Lekarz jako funkcjonariusz publiczny
Funkcjonariusz publiczny (art. 115 § 13 k.k.)
Art. 44 ustawy z dnia 5 grudnia 1996 r. o zawodach lekarza i lekarza dentysty stanowi, że lekarzowi, który wykonuje czynności w ramach świadczeń pomocy doraźnej lub w przypadku, o którym mowa w art. 30 tej samej ustawy, przysługuje ochrona prawna należna funkcjonariuszowi publicznemu. Przypadek określony w art. 30 ustawy dotyczy udzielania przez lekarza pomocy lekarskiej wtedy, gdy zwłoka w jej udzieleniu mogłaby spowodować niebezpieczeństwo utraty życia, ciężkiego uszkodzenia ciała lub ciężkiego rozstroju zdrowia, oraz w innych przypadkach niecierpiących zwłoki. Zgodnie z tym przepisem każdy lekarz m a obowiązek udzielenia takiej pomocy.

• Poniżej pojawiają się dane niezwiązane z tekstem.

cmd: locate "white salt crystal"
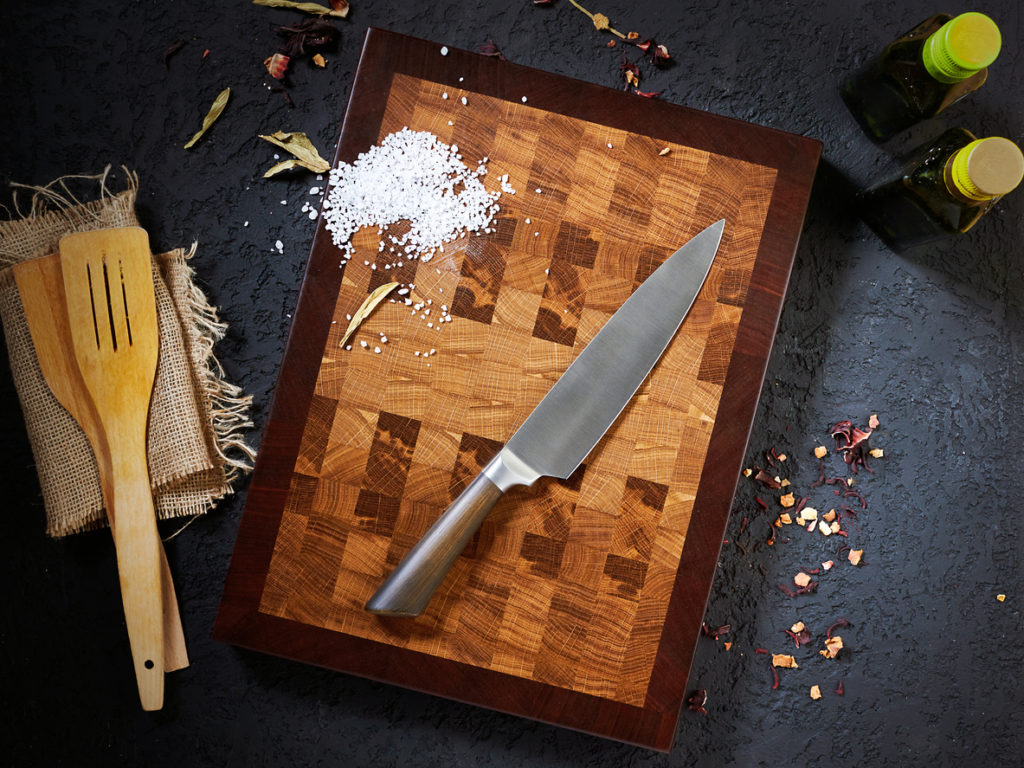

Wobec pełnienia przez K. C. dyżuru w szpitalnym oddziale ratunkowym jako członka karetki pogotowia zastosowanie znaleźć mógłby także przepis art. 5 ustawy z dnia 8 września 2006 r. o Państwowym Ratownictwie Medycznym, który stanowi, że osoba udzielająca pierwszej pomocy, kwalifikowanej pierwszej pomocy oraz podejmująca medyczne czynności ratunkowe korzysta z ochrony przewidzianej w Kodeksie karnym dla funkcjonariuszy publicznych. W art. 3 pkt 2,4 i 7 tejże ustawy zdefiniowane zostały określenia "kwalifikowana pierwsza pomoc", "medyczne czynności ratunkowe" i "pierwsza pomoc". Przyjąć przy tym trzeba, że udzielanie pomocy doraźnej, o której mowa w art. 44 ustawy z dnia 5 grudnia 1995 r., zawiera w sobie desygnaty zarówno "medycznych czynności ratunkowych", jak i "pierwszej pomocy" (zob. Ustawa o zawodach lekarza i lekarza dentysty. Komentarz, red. E. Zielińska, Warszawa 2014, s. 789). Z a pomoc doraźną uznać zatem trzeba zespół czynności świadczenia opieki zdrowotnej podejmowanych w celu ratowania osoby w stanie nagłego zagrożenia zdrowotnego.
Przepisy art. 44 ustawy z dnia 5 grudnia 1996 r. o zawodach lekarza i lekarza dentysty oraz art. 5 ustawy z dnia 8 września 2006 r. o Państwowym Ratownictwie Medycznym, mające charakter przepisów odsyłających, ściśle określają zatem sytuacje, w których lekarz "korzysta z ochrony przewidzianej (...) dla funkcjonariuszy publicznych" (art. 5 ustawy z dnia 8 września 2006 r.) lub "przysługuje mu ochrona prawna należna funkcjonariuszowi publicznemu" (art. 44 ustawy z dnia 5 grudnia 1996 r.).
Dodatkowo zauważyć trzeba, że ustawodawca posługuje się podobną metodą zapewnienia ochrony prawnej także w odniesieniu do pielęgniarek i położnych - zob. art. 11 ust. 2 ustawy z dnia 15 lipca 2011 r. o zawodach pielęgniarki i położnej, Dz.U. z 2014 r., poz. 1435 ze zm.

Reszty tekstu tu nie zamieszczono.